The servants knew something was wrong, as they might have guessed during her marriage to Cyrus. But they did not intrude with questions or unsought advice. Instead they went about their work as quiet as ghosts, closing ranks protectively around her. Cook prepared the most tempting dishes at mealtimes while Mr Pryce hovered nearby, more solicitous than ever. Though he never presumed to intrude upon Laura’s privacy, his manner invited any confidence she might wish to share.

When, three long days after Ford’s abrupt departure, Mr Pryce entered the dining room with a brisk, purposeful stride, Laura sensed he bore some news. She tensed, waiting to hear it.

“Lord Kingsfold has returned, my lady.” There could be no mistaking the relief in the butler’s tone. “He awaits you in the drawing room, at your convenience.”

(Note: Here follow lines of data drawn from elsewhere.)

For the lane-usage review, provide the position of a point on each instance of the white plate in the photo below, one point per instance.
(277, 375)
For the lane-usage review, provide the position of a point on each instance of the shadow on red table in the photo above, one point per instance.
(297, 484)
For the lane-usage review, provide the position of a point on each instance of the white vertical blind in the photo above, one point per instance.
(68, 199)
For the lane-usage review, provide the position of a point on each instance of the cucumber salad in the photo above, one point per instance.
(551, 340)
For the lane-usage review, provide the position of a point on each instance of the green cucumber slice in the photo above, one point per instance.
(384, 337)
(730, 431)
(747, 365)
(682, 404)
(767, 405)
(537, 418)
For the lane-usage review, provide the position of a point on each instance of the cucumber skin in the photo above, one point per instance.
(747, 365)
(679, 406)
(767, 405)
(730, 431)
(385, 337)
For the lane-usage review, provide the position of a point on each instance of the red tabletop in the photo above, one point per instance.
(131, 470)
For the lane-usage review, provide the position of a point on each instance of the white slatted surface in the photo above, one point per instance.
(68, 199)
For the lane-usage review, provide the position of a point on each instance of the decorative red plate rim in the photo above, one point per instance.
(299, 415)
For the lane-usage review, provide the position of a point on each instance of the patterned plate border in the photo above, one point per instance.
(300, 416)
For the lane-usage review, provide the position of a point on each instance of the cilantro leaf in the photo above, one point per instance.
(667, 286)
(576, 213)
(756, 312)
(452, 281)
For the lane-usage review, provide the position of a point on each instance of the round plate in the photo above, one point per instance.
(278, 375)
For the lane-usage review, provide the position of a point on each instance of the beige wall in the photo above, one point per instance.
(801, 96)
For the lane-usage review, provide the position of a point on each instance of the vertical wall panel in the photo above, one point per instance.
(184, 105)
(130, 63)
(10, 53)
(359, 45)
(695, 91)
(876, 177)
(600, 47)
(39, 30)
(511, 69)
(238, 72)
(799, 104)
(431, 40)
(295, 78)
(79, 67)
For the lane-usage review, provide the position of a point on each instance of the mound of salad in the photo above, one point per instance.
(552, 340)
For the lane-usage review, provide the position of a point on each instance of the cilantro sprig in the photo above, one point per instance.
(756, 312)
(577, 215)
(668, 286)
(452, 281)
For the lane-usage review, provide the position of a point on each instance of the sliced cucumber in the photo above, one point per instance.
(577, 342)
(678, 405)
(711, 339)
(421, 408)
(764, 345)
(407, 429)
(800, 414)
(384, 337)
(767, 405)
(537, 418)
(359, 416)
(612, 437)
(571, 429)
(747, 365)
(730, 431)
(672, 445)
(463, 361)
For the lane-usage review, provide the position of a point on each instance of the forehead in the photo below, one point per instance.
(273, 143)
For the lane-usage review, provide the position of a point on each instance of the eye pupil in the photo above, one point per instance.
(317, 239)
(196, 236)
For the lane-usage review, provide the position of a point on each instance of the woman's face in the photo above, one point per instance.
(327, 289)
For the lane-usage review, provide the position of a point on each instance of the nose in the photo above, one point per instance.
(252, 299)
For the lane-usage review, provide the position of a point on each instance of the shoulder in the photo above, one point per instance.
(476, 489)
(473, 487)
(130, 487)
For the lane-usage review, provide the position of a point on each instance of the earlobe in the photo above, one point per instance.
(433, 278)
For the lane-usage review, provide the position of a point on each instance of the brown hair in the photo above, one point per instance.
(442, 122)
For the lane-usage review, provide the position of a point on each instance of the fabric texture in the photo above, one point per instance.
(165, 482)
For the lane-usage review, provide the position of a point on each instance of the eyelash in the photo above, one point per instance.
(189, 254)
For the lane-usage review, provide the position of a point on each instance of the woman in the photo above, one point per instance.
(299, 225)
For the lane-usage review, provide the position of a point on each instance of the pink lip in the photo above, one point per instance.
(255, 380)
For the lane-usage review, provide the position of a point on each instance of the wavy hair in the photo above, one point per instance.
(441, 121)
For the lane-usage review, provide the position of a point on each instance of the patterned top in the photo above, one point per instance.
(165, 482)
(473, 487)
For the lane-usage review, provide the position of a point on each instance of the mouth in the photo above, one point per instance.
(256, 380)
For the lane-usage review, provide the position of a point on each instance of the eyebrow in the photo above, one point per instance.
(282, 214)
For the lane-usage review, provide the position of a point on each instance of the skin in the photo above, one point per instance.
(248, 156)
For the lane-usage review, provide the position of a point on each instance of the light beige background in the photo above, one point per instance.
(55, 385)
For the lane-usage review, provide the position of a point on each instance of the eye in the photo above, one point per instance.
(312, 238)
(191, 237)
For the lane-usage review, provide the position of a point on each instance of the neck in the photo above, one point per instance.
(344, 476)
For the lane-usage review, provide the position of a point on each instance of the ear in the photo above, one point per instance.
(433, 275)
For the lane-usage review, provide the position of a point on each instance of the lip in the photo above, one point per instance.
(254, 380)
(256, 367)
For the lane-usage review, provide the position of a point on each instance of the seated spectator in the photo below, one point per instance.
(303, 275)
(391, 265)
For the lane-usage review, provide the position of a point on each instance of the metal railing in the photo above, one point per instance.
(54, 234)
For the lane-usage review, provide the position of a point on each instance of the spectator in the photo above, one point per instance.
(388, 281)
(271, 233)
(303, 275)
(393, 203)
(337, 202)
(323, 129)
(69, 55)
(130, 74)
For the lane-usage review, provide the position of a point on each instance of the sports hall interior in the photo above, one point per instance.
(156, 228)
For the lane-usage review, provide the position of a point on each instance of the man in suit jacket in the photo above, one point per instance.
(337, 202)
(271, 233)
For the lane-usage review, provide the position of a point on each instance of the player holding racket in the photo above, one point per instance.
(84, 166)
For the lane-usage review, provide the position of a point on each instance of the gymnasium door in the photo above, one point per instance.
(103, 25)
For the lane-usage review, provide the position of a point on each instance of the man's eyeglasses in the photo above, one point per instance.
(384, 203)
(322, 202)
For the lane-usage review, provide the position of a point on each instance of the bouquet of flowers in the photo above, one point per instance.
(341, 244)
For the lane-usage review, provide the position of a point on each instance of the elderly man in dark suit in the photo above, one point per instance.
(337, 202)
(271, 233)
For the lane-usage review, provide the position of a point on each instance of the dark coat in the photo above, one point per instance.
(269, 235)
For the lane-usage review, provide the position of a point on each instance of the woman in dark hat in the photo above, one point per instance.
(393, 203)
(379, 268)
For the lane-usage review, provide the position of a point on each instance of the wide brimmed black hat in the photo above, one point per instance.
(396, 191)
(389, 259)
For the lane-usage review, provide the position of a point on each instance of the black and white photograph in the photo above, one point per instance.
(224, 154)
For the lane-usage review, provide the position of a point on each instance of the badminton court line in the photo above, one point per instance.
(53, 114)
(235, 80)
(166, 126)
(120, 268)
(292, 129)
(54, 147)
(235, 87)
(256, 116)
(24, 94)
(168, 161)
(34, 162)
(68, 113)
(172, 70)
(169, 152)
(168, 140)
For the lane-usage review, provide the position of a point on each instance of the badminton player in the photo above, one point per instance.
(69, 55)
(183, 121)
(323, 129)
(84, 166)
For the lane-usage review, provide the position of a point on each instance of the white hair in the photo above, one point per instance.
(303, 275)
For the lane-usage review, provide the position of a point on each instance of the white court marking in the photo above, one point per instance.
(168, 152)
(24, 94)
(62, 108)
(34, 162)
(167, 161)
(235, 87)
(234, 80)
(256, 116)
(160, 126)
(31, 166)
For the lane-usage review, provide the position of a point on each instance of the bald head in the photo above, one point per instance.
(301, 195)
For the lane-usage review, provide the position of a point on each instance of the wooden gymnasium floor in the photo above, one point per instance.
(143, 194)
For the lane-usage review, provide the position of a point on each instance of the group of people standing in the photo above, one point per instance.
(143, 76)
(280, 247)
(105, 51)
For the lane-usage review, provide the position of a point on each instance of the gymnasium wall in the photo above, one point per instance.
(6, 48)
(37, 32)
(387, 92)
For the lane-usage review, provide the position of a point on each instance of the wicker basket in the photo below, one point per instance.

Laura let out a shaky breath. At least Ford was alive. After the shock of discovering that he was not the legitimate heir to the Kingsfold lands and title, she’d feared he might do something desperate. But his request to see her in the drawing room, like a stranger come calling, did not bode well. Surely if he understood why she’d acted as she had, he would have come to her himself, without any formality.

A vindictive impulse urged her to keep him waiting while she changed into her finest clothes, dressed her hair and perhaps resorted to a subtle application of paint to hide the dark shadows beneath her eyes. Perhaps if Ford spent an hour pacing the drawing room, wondering
when she would come, he might have a taste of what the past three days had been like for her.

But she was tired of playing tit-for-tat. It had never done anything but build thicker walls between them. With their marriage hanging in the balance, there had never been a more vital need to show forbearance.

“I will come at once.” Laura rose from her chair and smoothed out her skirts. With her insides constricted as tight as they’d been on the day Ford first returned to Hawkesbourne, she headed to the drawing room.

Seven months after that first encounter, the place looked altogether different. The furniture had emerged from beneath its dust covers to stand proudly, all cleaned and polished. The new window curtains were open, letting in plenty of pale November daylight. A fire burned in the marble hearth, taking the chill off the air.